- Born: February 27, 1986 (age 40) Valdosta, Georgia, U.S.
- Origin: Goodlettsville, Tennessee, U.S.
- Genres: R&B
- Occupation: Singer
- Instrument: Vocals
- Years active: 2011–present

= Ashthon Jones =

American singer (born 1986)

Ashthon Jones (born February 27, 1986) is an American singer from Goodlettsville, Tennessee. Jones finished as the 13th place finalist on the tenth season of American Idol.

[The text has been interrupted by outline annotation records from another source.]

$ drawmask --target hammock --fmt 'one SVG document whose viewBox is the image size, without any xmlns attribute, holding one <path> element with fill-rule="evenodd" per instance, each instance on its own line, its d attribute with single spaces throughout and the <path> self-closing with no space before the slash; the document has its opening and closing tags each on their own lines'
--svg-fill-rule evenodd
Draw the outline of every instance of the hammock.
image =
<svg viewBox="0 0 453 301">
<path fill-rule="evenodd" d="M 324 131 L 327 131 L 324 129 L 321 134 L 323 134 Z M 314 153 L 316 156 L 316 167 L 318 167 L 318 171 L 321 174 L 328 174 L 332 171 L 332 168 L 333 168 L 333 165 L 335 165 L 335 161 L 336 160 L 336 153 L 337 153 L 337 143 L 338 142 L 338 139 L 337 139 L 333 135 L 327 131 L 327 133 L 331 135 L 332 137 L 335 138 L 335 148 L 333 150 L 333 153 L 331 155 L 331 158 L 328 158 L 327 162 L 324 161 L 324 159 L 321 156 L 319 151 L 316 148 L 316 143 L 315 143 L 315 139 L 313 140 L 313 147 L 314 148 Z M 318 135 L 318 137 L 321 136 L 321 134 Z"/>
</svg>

==Early life and education==
Jones was born in 1986 to Michelle Anderson. She grew up in Valdosta, Georgia, before moving to Goodlettsville, Tennessee, when she was 12. She attended W.G. Nunn Elementary School in Valdosta as a child. Her father died when she was 14, and she ran away from home at 15, but returned home after two and a half years. She worked as a retail manager in Nashville before appearing on American Idol.

==American Idol==

===Overview===
Jones auditioned for the tenth season of American Idol in Nashville, Tennessee. She was not one of the five female vote getters in the semi-final round to advance to the Top 13. She was one of the six selected to sing for a wild card and advanced to the Top 13. She is the third wild card finalist to be the eliminated first in the finals, with the previous ones being Leah LaBelle from season 3 and Jasmine Murray from season 8 two years earlier. The judges unanimously agreed not to save her.

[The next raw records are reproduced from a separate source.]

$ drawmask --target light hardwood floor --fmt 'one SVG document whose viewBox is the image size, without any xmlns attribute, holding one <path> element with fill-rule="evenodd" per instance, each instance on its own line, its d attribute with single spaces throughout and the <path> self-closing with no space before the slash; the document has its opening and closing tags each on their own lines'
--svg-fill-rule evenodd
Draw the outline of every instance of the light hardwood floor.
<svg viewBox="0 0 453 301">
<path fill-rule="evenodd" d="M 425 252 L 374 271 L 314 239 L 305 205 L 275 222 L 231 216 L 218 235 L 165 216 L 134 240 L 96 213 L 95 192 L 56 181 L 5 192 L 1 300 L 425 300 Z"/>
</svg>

===Performances/results===

| Episode | Theme | Song choice | Original artist | Order # | Result |
|---|---|---|---|---|---|
| Audition | Auditioner's Choice | "Like We Never Loved at All" | Faith Hill | N/A | Advanced |
| Hollywood Round, Part 1 | First Solo | "Move" | Dreamgirls | N/A | Advanced |
| Hollywood Round, Part 2 | Group Performance | "Hit 'Em Up Style (Oops!)" | Blu Cantrell | N/A | Advanced |
| Hollywood Round, Part 3 | Second Solo | "And I Am Telling You I'm Not Going" | Jennifer Holliday | N/A | Advanced |
| Las Vegas Round | Songs of The Beatles Group Performance | "Ticket to Ride" | The Beatles | N/A | Advanced |
| Hollywood Round Final | Final Solo | "I Wanna Dance with Somebody (Who Loves Me)" | Whitney Houston | N/A | Advanced |
| Top 24 (12 Women) | Personal Choice | "Love All Over Me" | Monica | 7 | Wild Card |
| Wild Card | Personal Choice | "And I Am Telling You I'm Not Going" | Jennifer Holliday | 1 | Advanced |
| Top 13 | Your Personal Idol | "When You Tell Me That You Love Me" | Diana Ross | 3 | Eliminated |

==Post-Idol==
She performed on Live with Regis and Kelly after her elimination. She and Karen Rodriguez did not take part in the 2011 American Idols LIVE! Tour 2011 Tour, but she did return for the American Idol finale and sang in the girls Beyoncé Medley with Haley Reinhart, Pia Toscano, Thia Megia, Naima Adedapo, and Karen Rodriguez, as well as singing "Born This Way" with the entire Top 13. On March 3, 2012 she released her first single, "Lookout." She was featured with Big K.R.I.T. on the song "Mayday" from the album Gravity by Lecrae. She was also featured on the song "Good 2getha" from Big K.R.I.T.'s mixtape King Remembered in Time.

==Influences==
Jones lists her musical influences as Mary Mary, Whitney Houston, Chaka Khan, and The Clark Sisters.